Class HuggingFaceParser
Parses a Hugging Face JSON configuration and builds a Tokenizer.
Inherited Members
Namespace: Unity.InferenceEngine.Tokenization.Parsers.HuggingFace
Assembly: Unity.InferenceEngine.Tokenization.dll
Syntax
public class HuggingFaceParser
Methods
GetDefault()
Gets a parser configured with all the built-in components builders, with the additional builders decorated with HfAttribute (with priority to the built-ins.
Declaration
public static HuggingFaceParser GetDefault()
Returns
| Type | Description |
|---|---|
| HuggingFaceParser | A pre-configured parser. |
Parse(string)
Parses a Hugging Face JSON configuration and builds a Tokenizer.
Declaration
public ITokenizer Parse(string content)
Parameters
| Type | Name | Description |
|---|---|---|
| string | content | Contains the JSON |
Returns
| Type | Description |
|---|---|
| ITokenizer | The corresponding tokenizer. |
SetBuilder(string, Lazy<IComponentBuilder<IDecoder>>)
Defines a builder for the type of decoder.
Declaration
public void SetBuilder(string type, Lazy<IComponentBuilder<IDecoder>> builder)
Parameters
| Type | Name | Description |
|---|---|---|
| string | type | Type of the decoder. |
| Lazy<IComponentBuilder<IDecoder>> | builder | A lazy reference of a builder for the component. |
SetBuilder(string, Lazy<IComponentBuilder<IMapper>>)

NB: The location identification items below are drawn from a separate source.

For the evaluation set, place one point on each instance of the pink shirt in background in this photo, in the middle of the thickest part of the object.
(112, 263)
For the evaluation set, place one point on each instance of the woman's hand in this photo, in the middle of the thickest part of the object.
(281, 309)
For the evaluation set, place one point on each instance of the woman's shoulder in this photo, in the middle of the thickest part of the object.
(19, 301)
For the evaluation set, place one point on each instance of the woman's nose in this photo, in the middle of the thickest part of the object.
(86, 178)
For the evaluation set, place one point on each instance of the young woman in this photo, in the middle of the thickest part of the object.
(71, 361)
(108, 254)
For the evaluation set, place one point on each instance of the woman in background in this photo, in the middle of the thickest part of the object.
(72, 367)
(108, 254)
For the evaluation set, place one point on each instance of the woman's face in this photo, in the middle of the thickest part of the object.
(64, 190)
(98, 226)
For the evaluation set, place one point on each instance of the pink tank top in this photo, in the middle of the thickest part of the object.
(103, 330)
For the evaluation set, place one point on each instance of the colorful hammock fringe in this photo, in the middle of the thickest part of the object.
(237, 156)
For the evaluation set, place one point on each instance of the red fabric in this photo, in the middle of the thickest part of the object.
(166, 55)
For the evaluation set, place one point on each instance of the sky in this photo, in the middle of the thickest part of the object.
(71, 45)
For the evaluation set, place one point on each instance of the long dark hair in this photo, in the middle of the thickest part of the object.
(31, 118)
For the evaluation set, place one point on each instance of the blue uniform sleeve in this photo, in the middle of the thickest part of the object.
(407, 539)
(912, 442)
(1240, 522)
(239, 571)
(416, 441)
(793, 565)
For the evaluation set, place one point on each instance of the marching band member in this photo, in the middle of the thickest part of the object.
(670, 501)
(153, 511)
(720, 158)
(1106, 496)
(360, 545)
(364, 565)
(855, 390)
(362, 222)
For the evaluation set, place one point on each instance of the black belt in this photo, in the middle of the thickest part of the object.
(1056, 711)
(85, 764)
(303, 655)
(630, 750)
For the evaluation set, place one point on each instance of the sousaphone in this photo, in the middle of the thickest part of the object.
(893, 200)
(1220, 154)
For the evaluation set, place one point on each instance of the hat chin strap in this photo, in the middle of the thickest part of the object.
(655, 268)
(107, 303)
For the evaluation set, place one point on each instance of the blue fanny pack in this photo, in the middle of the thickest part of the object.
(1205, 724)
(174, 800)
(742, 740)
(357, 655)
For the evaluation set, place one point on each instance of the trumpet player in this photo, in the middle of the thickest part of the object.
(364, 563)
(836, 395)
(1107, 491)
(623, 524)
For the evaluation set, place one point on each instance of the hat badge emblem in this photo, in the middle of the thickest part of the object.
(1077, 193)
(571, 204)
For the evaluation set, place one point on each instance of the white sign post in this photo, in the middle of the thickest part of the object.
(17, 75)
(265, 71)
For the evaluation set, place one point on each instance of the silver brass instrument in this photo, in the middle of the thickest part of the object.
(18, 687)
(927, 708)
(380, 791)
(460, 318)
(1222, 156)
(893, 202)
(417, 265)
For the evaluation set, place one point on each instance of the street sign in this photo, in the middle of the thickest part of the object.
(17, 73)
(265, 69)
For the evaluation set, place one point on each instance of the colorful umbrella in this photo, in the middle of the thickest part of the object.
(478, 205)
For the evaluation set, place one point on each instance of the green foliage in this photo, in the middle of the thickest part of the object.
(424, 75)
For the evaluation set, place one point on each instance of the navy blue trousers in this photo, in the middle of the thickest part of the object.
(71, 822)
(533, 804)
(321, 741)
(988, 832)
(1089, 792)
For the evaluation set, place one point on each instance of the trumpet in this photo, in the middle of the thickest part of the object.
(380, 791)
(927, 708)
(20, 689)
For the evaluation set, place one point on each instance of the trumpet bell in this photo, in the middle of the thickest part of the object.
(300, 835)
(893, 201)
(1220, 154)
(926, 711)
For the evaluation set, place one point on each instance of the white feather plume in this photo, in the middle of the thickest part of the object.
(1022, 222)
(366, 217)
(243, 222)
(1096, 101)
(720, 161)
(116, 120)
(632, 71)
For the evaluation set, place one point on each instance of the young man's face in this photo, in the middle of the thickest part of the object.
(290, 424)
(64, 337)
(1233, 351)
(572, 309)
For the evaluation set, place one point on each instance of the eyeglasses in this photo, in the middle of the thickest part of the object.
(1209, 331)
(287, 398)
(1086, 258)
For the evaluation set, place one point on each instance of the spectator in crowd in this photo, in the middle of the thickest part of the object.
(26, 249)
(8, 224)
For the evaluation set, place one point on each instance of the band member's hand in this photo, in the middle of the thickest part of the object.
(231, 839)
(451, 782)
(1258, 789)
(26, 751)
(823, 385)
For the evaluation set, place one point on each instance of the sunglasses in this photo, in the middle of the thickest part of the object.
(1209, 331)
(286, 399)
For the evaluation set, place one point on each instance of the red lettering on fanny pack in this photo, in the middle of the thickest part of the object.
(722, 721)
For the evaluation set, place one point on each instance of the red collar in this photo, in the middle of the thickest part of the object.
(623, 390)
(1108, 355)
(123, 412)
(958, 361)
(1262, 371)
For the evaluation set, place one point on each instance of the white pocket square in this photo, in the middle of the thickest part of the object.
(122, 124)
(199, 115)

Defines a builder for the type of tokenizer model (IMapper).
Declaration
public void SetBuilder(string type, Lazy<IComponentBuilder<IMapper>> builder)
Parameters
| Type | Name | Description |
|---|---|---|
| string | type | Type of the tokenizer model (IMapper). |
| Lazy<IComponentBuilder<IMapper>> | builder | A lazy reference of a builder for the component. |
SetBuilder(string, Lazy<IComponentBuilder<INormalizer>>)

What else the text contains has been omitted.